Archive for February 2010
I recently lost a job based on price. I had already provided the “bro hookup” discount since the client was friends with my wife. The client was able to find a photographer willing to provide more for less. Does it make sense to lose a sizable job over an additional 20% discount? (in this case yes) What’s that “bird in the hand” saying?
The experience got me thinking about why you should hire me. My first inclination was to say that great photography is the reason to hire me but that’s not enough and that’s not even the main reason.
Hire me to shoot your wedding, children, engagement session, portrait, head shot, your home, your new design, _______(fill in the blank) because:
1. Because you like me as a person and you want to do business with me. For most photography projects I spend a fair amount of time with my clients. It could be intimate situations like an expectant mother’s first maternity photo shoot, visiting the home of new parents to take pictures of their newborn, spending a couple days shooting a project for an interior designer or spending a day with a bride, groom and their closest friends and family. I could be the best photographer in the world, but if you don’t like me, don’t want me around or don’t trust me, the quality of my work doesn’t matter.
2. Hire me because you believe in, and trust in, my ability as a photographer. I’m not a “wedding photographer”. I’m not a “family portrait photographer”. I’m not an “architectural photographer”. I’m a photographer that happens to shoot all of the previous mentioned types of photography. There’s enough of my work online for people to get an accurate view of the quality of my work, my ability to think on my feet and the quality of the finished product I deliver to my clients.
Want to know how I picked my wedding photographer? I looked through a box a proofs. While sifting through hundreds of proofs from my friend Josh’s wedding the main thing that stood out with Selima was consistency. The great majority of the images were solid, and as a whole they were great. I encourage and often show my potential wedding clients the proofs from the weddings I have shot and tell them this is what you can expect. I’ve heard so many stories from friends and clients who were duped into hiring a photographer based on the 20 images they saw on a website.
3. Hire me because you want something different. Hire me to shoot your wedding because of my fashion work. Hire me to shoot your architectural work because of the unique images I shot of your neighbors kids. Hire me because you know that whatever circumstances I am put in I can get the shot.
I’m not sure where money and cost factor in. It’s an important factor but not the most important. I made a decision early on not to compete on price. If you want to price shop photography there are a ton of photographer’s who will compete on price. Creativity and art are subjective. The cost and perceived value is up to you.
The other day I had the pleasure of photographing five attorneys at their office in Century City. The words “conference room” had me thinking of a large space with plenty of room for lights and stands. I was mistaken. This was another situation where I had to make it work with what I was given.
Why so much gear for a simple executive portrait?

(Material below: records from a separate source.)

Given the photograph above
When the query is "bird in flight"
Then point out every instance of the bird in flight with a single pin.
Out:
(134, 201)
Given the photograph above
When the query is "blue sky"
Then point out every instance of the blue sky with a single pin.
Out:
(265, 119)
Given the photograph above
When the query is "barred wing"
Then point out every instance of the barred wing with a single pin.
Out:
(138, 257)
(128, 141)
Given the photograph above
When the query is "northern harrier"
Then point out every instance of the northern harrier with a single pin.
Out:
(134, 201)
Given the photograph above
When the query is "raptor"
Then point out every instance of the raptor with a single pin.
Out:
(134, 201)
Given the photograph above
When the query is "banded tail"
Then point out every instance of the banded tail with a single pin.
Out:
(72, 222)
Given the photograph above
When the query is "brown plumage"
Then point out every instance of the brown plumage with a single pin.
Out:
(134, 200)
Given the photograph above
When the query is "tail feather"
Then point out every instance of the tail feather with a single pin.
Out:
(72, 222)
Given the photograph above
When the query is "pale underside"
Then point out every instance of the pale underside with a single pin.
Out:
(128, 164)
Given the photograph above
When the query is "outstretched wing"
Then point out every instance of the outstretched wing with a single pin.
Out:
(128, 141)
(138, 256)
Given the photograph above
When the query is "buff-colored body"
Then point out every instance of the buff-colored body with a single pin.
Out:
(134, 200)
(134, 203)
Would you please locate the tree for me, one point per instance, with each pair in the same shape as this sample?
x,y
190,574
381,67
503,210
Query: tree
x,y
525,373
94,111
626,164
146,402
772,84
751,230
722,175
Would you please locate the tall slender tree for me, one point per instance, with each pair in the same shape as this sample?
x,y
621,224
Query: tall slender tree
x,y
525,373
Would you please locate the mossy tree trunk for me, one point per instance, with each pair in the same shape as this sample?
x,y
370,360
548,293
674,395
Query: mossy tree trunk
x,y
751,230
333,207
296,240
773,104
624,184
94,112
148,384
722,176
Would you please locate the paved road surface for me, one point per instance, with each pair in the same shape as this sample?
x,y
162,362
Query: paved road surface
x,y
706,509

My first concern was that the first two scheduled attorneys wore glasses and I had to make sure I couldn’t see my lights reflected in their glasses. This is the set-up I ended up with; I changed it slightly for the other three attorneys.
The Norman soft box is my main light and the grid helps me keep the light off the backdrop.
The SB26 next to the paper adds a little light to the back of the subjects head.
The shadows were too dark camera right so I added the Quantum in a small softbox outside the room firing through the window.
I wanted a little more fill coming from the direction of the camera so I shot another small strobe towards the white bounce taped to the wall.
It took me about an hour to unload, set-up and test the lights. It took 22 minutes to make all five executive portraits.
Over the past several weeks I’ve had the pleasure of working with two different models. One is an established actress and model with a book full of magazine tear sheets. The other is a 19 year old with natural talent that is just beginning to explore her potential.
I once had a head shot client remark that the beauty retouching I performed on her photo was like great plastic surgery without the side affects. I took that as a compliment. My goal with beauty retouching is to make my clients look amazing yet hold in the reigns enough so that they don’t look plastic or fake. I’d like to think that my retouched photos help my clients look like they’ve had a month long stay at a spa; well rested, rejuvenated, refreshed and maybe a tad younger and in tip-top shape.
Agnesse was in town promoting a movie she produced and acted in. She’s got a ton of experience and her book of tear sheets was impressive. Let’s just say she’s thirty-somethin. We wanted to go for a clean beauty-type portrait.
Kaya and I set out to experiment and have some fun. With most new models, and with my clients that don’t have a lot of experience in front of a camera, I tend to start off slow and count the first set as a practice run. This was just a few shots into our “practice run”. With most portraits my goal is for the client to look past themselves when looking at the results and see the amazing photo that everyone else sees.